And so it continued from 1963 through to mid 1966 when Reg Calvert was shot and killed. Through this period the dances were being handled by Reg's daughter Susan. An impressive array of bands appeared in the town that read like a who's who of chart acts from that time.
But despite the regular big names there was still room for local and popular Midlands's bands such as The Jones, The Cataracts and The Cardinal Sins. During this time several other venues sprang up in Nuneaton such as The Holly Bush Hotel, The Chase, The Nags Head and The Weddington.
These venues all began to stage their own regular dance nights putting on the cream of local bands. None of these would have the longevity of the Co-op Hall though.

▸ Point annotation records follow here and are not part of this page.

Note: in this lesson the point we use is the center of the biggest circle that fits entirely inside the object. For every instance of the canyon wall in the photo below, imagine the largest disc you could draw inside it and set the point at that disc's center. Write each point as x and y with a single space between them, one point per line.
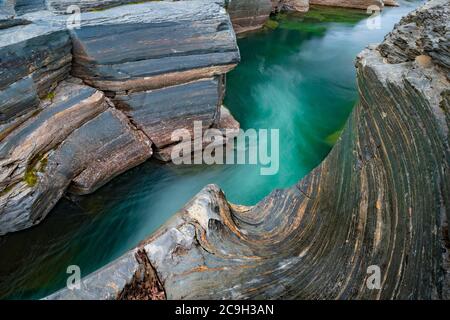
80 106
379 199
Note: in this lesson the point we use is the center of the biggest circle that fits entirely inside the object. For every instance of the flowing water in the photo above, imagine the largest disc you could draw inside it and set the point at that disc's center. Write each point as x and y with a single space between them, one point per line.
297 76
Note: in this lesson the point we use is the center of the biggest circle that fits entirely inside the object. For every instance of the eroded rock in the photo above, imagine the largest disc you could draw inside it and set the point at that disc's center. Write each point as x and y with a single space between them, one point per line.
380 198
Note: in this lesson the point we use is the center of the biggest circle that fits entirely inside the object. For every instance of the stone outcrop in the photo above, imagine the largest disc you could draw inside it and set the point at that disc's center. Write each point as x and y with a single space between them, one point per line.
291 5
160 82
250 15
356 4
138 72
380 198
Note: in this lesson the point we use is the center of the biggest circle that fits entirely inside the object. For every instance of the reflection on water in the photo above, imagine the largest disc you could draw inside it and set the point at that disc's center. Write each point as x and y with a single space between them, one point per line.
296 76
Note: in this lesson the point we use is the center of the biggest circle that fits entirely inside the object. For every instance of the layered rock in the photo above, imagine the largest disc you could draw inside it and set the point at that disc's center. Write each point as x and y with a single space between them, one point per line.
163 66
291 5
356 4
379 199
34 59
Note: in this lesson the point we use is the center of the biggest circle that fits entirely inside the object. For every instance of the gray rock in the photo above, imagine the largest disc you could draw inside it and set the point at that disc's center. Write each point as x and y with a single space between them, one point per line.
34 59
378 199
248 15
158 44
25 6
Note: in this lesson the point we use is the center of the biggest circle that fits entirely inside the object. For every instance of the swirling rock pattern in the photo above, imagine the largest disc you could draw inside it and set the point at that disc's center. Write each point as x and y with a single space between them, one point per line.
380 198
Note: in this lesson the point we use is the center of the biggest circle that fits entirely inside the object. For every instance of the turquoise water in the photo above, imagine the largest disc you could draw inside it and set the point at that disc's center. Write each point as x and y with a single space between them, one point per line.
297 76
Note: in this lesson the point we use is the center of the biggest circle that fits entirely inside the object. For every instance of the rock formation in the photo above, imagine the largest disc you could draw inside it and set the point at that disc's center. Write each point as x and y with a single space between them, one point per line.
356 4
138 72
380 198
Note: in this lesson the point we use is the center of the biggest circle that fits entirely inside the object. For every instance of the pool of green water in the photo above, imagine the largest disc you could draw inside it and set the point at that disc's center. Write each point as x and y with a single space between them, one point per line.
297 75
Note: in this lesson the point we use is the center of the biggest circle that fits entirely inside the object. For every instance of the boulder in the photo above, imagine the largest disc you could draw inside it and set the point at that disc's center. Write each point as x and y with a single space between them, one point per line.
28 189
35 58
379 201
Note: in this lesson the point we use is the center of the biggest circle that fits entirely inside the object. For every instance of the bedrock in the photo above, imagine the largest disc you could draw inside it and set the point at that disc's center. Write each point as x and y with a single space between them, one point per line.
166 69
380 198
77 137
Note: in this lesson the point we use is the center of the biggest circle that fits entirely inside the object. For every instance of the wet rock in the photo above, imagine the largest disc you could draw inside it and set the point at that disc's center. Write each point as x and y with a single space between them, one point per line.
357 4
25 6
167 70
7 13
28 188
35 58
41 158
418 35
365 205
249 15
113 146
159 45
293 5
227 126
106 284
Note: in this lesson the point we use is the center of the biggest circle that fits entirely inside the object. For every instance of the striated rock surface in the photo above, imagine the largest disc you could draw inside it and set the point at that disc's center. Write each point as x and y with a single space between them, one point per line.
291 5
166 70
34 59
248 15
78 138
418 36
138 72
28 189
379 199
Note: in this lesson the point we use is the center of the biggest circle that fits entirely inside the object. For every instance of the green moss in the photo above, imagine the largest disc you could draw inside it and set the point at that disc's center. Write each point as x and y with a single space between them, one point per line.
50 96
333 138
335 15
31 173
316 19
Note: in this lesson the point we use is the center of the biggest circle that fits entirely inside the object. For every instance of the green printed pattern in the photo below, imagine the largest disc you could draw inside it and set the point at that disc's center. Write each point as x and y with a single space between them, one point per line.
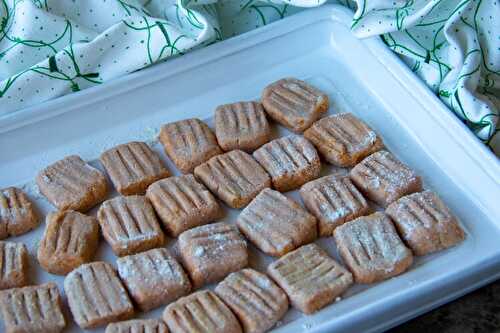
49 48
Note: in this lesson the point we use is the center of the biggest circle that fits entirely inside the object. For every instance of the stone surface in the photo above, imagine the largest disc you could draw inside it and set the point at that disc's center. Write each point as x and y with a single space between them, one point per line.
477 312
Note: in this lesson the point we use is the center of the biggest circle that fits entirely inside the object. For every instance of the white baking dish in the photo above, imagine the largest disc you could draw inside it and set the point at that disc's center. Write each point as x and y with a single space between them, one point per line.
361 76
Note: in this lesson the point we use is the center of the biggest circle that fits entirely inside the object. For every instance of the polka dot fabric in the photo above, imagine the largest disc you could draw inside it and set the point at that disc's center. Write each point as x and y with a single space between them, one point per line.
49 48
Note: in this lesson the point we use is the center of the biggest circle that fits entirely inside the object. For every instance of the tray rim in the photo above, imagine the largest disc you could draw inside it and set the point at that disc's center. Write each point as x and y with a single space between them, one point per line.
483 272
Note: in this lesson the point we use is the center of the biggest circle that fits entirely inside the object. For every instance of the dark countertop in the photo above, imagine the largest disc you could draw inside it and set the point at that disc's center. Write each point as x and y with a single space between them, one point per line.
477 312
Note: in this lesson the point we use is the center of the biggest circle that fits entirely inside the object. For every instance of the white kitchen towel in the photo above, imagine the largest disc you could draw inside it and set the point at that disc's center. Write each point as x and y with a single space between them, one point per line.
49 48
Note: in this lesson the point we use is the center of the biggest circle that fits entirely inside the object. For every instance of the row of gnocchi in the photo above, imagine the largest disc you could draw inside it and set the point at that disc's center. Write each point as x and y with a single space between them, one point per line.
373 247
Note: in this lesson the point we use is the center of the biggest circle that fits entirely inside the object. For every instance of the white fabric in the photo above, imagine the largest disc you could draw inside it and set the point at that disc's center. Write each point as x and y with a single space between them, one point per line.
49 48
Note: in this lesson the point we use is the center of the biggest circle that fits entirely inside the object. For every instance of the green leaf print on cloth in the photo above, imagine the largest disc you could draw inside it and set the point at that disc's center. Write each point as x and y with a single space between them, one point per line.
49 48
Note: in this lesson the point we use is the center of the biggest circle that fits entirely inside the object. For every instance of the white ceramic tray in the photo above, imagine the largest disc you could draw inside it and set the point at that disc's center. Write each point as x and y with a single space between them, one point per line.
360 76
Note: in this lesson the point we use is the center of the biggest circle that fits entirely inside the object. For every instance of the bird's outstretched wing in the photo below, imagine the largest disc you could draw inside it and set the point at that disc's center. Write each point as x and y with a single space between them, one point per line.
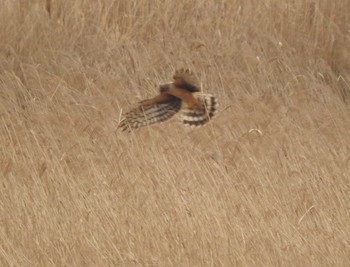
150 112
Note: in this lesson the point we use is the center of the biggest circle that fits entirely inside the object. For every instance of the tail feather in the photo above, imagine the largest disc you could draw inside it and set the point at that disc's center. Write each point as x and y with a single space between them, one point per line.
207 109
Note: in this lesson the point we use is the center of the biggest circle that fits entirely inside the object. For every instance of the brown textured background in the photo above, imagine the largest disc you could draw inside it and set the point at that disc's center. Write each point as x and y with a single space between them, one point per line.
264 184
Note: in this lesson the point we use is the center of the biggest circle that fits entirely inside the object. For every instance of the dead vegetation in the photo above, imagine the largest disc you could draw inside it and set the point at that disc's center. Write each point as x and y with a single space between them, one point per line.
264 184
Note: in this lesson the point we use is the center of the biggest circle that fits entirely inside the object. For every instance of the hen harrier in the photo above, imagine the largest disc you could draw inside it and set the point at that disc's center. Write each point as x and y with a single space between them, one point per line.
181 94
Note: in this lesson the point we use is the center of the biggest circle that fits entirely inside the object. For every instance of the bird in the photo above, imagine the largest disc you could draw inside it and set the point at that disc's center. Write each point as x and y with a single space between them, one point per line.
182 94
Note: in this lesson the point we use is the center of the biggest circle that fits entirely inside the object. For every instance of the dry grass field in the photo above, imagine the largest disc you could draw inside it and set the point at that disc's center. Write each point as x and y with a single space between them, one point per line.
266 183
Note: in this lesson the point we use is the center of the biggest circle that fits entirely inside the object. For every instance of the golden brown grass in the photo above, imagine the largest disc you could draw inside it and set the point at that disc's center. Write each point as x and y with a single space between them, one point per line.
264 184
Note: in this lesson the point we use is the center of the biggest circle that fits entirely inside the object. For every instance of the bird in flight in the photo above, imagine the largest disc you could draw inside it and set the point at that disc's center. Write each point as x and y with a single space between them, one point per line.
182 94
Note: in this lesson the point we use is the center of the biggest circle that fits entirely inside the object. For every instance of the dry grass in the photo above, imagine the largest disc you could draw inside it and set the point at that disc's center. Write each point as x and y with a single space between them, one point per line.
265 184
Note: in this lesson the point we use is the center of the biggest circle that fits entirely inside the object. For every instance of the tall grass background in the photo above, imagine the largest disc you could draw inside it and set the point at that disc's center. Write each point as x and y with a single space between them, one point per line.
266 183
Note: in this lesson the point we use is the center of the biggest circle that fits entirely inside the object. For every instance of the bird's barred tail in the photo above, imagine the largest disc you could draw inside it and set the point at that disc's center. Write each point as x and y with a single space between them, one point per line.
200 116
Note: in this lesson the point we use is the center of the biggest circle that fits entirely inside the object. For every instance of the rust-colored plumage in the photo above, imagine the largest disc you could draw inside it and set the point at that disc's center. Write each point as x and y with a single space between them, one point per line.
182 94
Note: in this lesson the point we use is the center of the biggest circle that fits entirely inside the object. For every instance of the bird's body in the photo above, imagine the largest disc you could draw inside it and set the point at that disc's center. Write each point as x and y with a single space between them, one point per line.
181 94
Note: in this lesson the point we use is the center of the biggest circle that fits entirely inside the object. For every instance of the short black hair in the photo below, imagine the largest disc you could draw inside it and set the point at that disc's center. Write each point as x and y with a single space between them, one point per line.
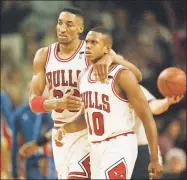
75 11
104 31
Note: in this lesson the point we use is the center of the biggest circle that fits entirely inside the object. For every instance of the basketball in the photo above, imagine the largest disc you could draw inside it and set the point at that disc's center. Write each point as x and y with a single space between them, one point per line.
172 82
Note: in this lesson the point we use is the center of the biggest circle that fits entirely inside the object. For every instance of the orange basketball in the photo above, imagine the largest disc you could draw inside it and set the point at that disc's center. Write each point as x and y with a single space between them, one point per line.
172 82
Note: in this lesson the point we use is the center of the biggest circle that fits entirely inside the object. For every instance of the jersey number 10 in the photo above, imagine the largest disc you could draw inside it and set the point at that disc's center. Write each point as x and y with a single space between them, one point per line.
98 123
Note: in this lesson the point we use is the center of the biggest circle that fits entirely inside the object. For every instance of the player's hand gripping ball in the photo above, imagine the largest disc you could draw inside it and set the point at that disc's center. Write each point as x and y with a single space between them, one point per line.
172 82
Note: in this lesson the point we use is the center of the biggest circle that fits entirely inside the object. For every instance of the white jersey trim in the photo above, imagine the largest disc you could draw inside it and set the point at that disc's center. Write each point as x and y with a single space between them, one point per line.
48 55
70 58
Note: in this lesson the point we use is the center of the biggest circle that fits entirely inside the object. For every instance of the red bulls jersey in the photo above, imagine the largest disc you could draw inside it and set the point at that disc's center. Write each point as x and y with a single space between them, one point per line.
62 76
107 114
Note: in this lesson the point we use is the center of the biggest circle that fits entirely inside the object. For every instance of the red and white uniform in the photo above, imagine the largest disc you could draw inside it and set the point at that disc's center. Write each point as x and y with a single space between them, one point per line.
62 76
110 120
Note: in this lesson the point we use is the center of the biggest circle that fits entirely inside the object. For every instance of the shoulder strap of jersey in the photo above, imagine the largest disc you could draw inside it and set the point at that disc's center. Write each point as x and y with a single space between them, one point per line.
116 69
50 53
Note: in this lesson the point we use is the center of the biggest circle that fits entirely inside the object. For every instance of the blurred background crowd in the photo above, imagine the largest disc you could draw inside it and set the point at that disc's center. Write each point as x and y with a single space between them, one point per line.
150 34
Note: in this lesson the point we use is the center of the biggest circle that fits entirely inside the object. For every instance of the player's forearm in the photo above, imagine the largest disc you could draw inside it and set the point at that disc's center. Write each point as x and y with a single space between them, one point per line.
41 104
159 106
151 133
120 60
77 125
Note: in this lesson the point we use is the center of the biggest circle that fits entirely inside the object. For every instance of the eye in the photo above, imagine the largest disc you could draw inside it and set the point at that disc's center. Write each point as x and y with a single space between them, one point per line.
69 24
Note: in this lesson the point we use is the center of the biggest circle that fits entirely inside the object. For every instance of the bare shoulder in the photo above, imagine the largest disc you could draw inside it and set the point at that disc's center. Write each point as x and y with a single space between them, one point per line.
126 76
40 59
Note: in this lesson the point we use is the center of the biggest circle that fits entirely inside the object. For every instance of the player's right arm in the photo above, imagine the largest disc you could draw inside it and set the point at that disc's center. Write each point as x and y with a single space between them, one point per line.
159 106
127 83
38 83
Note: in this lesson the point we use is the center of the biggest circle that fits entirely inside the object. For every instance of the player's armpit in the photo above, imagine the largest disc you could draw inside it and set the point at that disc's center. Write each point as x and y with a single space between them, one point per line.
130 86
76 125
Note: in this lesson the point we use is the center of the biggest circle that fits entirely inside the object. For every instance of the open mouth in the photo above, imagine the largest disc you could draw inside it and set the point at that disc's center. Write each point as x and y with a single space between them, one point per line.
88 53
62 36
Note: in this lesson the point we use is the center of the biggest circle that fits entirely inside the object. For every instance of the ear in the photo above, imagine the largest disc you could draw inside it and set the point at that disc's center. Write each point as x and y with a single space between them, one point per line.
107 49
81 29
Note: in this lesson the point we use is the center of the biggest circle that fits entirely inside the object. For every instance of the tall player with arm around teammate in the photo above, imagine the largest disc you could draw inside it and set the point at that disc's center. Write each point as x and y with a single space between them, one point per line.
59 66
109 110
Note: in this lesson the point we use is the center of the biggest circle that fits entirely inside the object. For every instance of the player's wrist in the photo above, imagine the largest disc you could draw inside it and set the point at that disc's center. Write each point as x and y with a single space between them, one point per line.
153 159
42 140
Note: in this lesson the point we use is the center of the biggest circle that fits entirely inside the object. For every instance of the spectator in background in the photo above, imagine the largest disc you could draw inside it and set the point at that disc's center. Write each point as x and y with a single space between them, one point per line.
27 125
121 30
175 163
181 140
6 135
11 82
156 45
168 138
13 13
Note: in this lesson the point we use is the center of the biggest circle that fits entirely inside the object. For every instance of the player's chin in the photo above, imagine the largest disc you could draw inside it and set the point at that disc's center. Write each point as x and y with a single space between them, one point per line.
64 42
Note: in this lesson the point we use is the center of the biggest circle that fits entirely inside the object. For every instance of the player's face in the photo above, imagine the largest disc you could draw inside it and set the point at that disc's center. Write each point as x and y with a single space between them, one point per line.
69 27
95 46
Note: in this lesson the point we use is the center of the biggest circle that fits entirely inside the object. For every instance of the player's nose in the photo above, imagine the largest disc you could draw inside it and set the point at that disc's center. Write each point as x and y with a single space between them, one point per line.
62 29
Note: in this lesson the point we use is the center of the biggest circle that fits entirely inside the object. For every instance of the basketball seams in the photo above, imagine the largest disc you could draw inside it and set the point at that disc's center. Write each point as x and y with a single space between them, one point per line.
170 88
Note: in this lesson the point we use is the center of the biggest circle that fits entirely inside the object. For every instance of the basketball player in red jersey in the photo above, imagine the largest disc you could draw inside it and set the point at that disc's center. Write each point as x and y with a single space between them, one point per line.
58 66
109 112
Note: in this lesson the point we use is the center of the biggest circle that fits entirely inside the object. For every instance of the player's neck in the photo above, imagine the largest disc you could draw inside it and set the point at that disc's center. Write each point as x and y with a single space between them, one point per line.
69 48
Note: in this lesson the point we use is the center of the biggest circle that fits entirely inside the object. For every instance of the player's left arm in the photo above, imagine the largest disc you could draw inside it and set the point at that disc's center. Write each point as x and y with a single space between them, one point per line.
102 66
159 106
74 126
128 83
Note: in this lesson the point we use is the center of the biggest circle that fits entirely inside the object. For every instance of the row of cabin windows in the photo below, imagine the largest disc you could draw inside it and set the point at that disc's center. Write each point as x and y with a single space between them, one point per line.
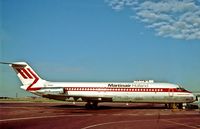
115 89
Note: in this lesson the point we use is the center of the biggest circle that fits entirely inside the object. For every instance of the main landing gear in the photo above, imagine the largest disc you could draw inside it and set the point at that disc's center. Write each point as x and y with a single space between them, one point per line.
91 105
174 106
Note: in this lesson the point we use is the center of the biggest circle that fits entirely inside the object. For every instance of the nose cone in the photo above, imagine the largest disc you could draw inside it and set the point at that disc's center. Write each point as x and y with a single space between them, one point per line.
195 98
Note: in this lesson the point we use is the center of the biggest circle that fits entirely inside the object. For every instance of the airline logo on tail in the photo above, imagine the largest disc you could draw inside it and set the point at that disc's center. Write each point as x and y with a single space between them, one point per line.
27 76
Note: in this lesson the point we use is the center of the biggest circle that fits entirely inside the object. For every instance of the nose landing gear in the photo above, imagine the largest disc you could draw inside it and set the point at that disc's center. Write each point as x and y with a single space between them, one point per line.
91 105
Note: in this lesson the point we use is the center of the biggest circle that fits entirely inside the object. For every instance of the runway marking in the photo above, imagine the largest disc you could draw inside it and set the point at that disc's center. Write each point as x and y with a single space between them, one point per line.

But it wasn't all good as tragedy was to strike the venue on New Year's Eve 1965 when a gig by Pinkertons Assorted Colours and The Tea Set went horribly wrong.
Nine hundred people had packed into the venue and at around 11.30pm an awful crush happened. This resulted in the loss of life for four people and several others were badly injured.
Tom Long, guitarist for the Pinkertons will, unsurprisingly, never forget the incident and easily recalls how difficult it was for the entire band as they had known at least two of the casualties personally.
After this terrible incident the hall had to be closed for a short time while another stairway was installed and other modifications implemented.
It seemed as though the 'great' years had slipped away for the Coop Hall after Reg died, and to an extent they had, but the venue did resume holding dances as the Calverts continued running them until sometime in 1967.
The last couple of years saw the Friday dance disappear. Musical styles were changing but the Saturday still attracted popular Midlands bands the calibre of April, The Reason, Trip to the Sun, Buttercup Jelly and The Power and the Glory.
The whole thing came to an end in June 1970 which saw the last advertised gigs at the venue. One of the last major groups to appear at the venue was Rugby's Black Widow.
At about this time the motorway network grew and Nuneaton, like many towns, fell off the touring schedules. The hall was then used for bingo which, from all accounts, was very popular. Then, at some point, the ground floor became a supermarket.
Attempts to revive and breathe life back into the hall were made but none lasted. Sad times, I guess, for what had been such a vibrant building.
Sadly, after the supermarket pulled out, the Co-op ballroom remained for many years unused and derelict and it fell into a state of disrepair.
It was controversially demolished in November 2008.